Banco Santander has a standard listing of its ordinary shares on the London Stock Exchange and Santander UK plc has preference shares listed on the London Stock Exchange.
None of the websites referred to in this Quarterly Management Statement, including where a link is provided, nor any of the information contained on such websites is incorporated by reference in this Quarterly Management Statement.
Disclaimer
Santander UK Group Holdings plc (Santander UK) and Banco Santander caution that this announcement may contain forward-looking statements. Such forward-looking statements are found in various places throughout this announcement. Words such as "believes", "anticipates", "expects", "intends", "aims" and "plans" and other similar expressions are intended to identify forward-looking statements, but they are not the exclusive means of identifying such statements. Forward-looking statements include, without limitation, statements concerning our future business development and economic performance. These forward-looking statements are based on management's current expectations, estimates and projections, and Santander UK and Banco Santander caution that these statements are not guarantees of future performance. We also caution readers that a number of important factors could cause actual results to differ materially from the plans, objectives, expectations, estimates and intentions expressed in such forward-looking statements. We have identified certain of these factors in the forward-looking statements on page 255 of the Santander UK Group Holdings plc 2023 Annual Report. Investors and others should carefully consider the foregoing factors and other uncertainties and events. Undue reliance should not be placed on forward-looking statements when making decisions with respect to Santander UK, Banco Santander and/or their securities.
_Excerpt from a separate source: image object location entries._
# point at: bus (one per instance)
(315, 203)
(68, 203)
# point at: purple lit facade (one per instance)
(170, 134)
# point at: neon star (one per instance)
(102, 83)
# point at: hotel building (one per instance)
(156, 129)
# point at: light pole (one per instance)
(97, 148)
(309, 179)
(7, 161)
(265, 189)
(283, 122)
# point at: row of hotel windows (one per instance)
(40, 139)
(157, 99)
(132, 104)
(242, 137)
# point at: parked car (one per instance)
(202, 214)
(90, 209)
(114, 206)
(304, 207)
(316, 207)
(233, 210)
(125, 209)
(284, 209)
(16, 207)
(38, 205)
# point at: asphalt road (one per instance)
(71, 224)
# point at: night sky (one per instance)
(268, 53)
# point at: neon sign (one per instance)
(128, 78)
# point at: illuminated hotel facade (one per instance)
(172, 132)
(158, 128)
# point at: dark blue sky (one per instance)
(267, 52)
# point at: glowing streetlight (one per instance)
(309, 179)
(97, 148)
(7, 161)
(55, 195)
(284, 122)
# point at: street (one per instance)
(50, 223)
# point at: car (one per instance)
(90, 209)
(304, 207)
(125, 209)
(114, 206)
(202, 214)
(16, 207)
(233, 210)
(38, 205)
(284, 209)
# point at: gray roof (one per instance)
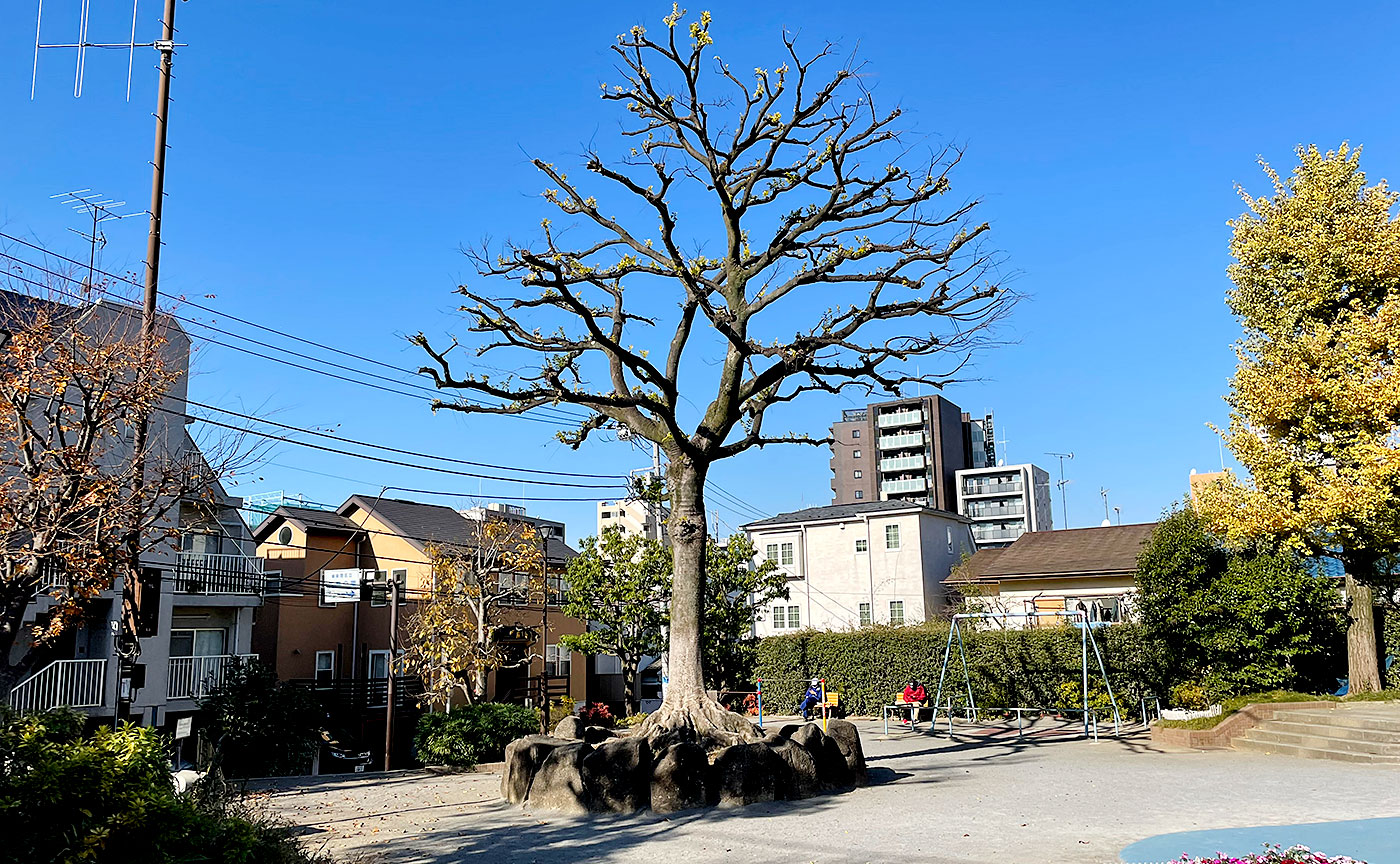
(844, 511)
Such forward-looking statements speak only as of the date on which they are made, and we do not undertake any obligation to update or revise any of them, whether as a result of new information, future events or otherwise. Statements as to historical performance, historical share price or financial accretion are not intended to mean that future performance, future share price or future earnings for any period will necessarily match or exceed those of any prior quarter.
Santander UK is a frequent issuer in the debt capital markets and regularly meets with investors via formal roadshows and other ad hoc meetings. In line with Santander UK's usual practice, over the coming quarter it expects to meet with investors globally to discuss this Quarterly Management Statement, the results contained herein and other matters relating to Santander UK.
Nothing in this announcement constitutes or should be construed as constituting a profit forecast.